First full day in Valencia and it was just me and Mr. Calatrava. The world famous Spanish architect who managed to get the city to fund an enormous complex of his buildings in the linear park on the edge of the old city.
The buildings are magnificent architecture but there is nothing much of interest inside. One is a performance space the next is a science museum and the third, I’m not sure.
The scale of the place makes the people just bugs and there are not that many of them.
I had a coffee in a small cafe that I’m sure was not part of the original design but at least had a few tables and a great view.
I had walked to the buildings but broke down and took a bus to the contemporary art museum and saw some rather forgettable art. The place is a magnificent space but not commensurate with the art they were showing except for a gallery of Gonzalez sculptures which were somewhat captivating.
I guess I’m a little jaded after last Summers’s offerings in Northern Europe. Just as I came out of the building it got very dark and started to rain – Yahoo weather had definitely not predicted this and when loading my pack I had purposely left my umbrella behind. Dodged under balconies but finally gave up and found a restaurant to have coffee until it quit.
Dinner was at a restaurant that my landlord Jan had recommended. The food was great but the service which I am coming to understand is not what I would expect back home was poor. Tuna on a shmere of guacamole with a light Asian sauce and then 20 minute later some fried artichokes. Great food wish they had treated me better.

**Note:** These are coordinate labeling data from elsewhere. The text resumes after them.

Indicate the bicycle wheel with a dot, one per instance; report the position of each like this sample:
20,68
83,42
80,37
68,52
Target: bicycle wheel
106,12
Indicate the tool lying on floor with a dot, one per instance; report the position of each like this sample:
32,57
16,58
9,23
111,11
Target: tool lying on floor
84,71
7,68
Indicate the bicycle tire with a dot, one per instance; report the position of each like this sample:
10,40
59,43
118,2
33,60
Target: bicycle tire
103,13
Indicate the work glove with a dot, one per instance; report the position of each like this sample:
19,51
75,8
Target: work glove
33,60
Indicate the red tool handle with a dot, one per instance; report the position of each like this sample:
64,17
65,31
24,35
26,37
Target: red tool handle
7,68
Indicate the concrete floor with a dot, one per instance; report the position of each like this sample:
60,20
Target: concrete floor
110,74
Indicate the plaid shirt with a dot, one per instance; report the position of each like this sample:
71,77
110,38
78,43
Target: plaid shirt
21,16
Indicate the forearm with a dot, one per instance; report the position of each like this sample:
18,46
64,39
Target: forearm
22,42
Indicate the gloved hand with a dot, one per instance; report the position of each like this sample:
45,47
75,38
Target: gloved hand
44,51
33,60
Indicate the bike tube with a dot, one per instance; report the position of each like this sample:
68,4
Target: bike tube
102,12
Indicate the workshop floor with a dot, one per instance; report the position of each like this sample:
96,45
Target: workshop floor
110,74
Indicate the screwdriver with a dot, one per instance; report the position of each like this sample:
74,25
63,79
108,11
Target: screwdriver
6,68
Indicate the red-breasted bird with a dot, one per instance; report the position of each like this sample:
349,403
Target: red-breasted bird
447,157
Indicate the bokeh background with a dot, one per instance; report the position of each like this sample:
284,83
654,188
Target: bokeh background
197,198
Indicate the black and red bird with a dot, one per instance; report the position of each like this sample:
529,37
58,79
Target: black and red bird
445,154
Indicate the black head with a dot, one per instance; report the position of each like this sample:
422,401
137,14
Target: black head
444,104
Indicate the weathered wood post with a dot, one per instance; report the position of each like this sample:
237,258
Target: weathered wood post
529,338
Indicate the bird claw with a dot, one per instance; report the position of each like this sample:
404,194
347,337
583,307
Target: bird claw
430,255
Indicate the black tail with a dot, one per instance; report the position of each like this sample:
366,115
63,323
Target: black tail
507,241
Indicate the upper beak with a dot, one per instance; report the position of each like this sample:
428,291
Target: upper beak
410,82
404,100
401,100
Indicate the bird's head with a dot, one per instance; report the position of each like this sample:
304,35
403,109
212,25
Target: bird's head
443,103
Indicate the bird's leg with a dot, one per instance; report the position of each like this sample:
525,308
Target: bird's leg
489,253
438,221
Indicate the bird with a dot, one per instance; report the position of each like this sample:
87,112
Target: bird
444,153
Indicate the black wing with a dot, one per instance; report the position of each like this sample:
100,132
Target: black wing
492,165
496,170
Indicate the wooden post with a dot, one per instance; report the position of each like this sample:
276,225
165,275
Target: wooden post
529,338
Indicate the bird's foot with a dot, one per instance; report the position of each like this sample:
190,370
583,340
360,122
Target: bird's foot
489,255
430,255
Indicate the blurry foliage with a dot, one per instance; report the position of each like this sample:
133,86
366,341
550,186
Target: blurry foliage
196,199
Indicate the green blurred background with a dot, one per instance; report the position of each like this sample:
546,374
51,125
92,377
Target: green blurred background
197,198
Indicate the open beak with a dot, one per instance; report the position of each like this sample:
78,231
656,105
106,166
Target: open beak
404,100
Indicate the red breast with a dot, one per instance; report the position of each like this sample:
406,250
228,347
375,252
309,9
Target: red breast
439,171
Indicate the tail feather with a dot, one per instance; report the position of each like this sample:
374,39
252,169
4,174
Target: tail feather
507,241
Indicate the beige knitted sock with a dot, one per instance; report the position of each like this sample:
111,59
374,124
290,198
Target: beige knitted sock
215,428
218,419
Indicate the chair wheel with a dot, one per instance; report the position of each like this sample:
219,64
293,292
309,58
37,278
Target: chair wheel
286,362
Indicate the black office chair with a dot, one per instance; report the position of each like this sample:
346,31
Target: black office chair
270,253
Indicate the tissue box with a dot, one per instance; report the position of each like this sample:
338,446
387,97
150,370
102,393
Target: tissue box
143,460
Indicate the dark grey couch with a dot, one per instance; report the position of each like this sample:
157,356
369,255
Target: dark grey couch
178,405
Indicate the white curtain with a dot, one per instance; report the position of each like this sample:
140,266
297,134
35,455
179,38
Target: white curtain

Met my neighbor in the next room Adrian from Manchester, UK and had a lovely long chat. He has a remarkably similar background and outlook on life. We agreed to have dinner the next evening. Our landlord Jan was delighted that we made friends. Jan was German but had lived in Valencia for the last 30 years. An antique dealer, his house was decorated with original art and he was vary curious about mine. I as happy to show him.
Friday began with coffee in front of the facade of the ceramics museum.
If you like Baroque design this is the place. Incredibly and elaborately carved marble figures and embellishments that escape my powers of description. Here for once a photo is much better than words.
From there I made my way to the art museum and once again found a great building but with a rather limited collection. One Velazquez self portrait and and a Bosch that was very impressive tho poorly lit.
After that I made my way through a lovely park and watch some school kids swarm over a small fountain. Made for some good photos.
Then wandered around in a neighborhood that was definitely upscale including a building that had once been the town market. Now filled with boutiques.
When I got back to my room I found Jan in the living room and spent about two hours talking with him and discussing my art and his business. He had delt, among other things, antique Rino horn. Not sure how I felt about that but he assured me that it was quite old and so had nothing to do with extinction now being perpetrated on that poor species. He told me that he wanted Adrian and I to go to dinner with him and his wife an invite that was immediately excepted. The nearby restaurant was excellent and we were greeted like old friends by the owner. He seemed quite pleased that I ordered the bull’s tail entree, a specialty of Valencia. We all split a series of tapas that came and were eaten so fast that I cannot remember what we had except to say that all were excellent as was the conversation.
A great dinner and time was had by all. After, Raquel was tired and went home, but we went to a bar that specialized in beer and had a few, closing the place down. Jan was pretty gone by now but he did manage to guide us home with a short detour to show us a carving on a building that was the spitting image of Chewbacca from Star Wars even tho the building predates George Lucas by a few hundred years.
Saturday was just wandering and I discover a botanic garden that provided some nice shade and quiet from the roar of the city. A class of painters was spread out all over the place trying, very hard, but without much success to capture the place. Just near the garden was a last remnant of the city walls, now all demolished, except for a giant gate that was peppered with divots made by the cannon balls of Napoleon’s besieging army.
Saturday night was dinner with Adrian. We sat outside in perfect weather in an excellent location for people watching.
The food was not memorable, but the girl watching for me, and the boy watching for him, was excellent. I was shocked when I found out it was almost 1:00am. The streets were still packed and showed no signs of slowing down. I was however, and had a 10:00 am train to catch to Madrid the next morning.
Lovely town, great food and excellent people watching.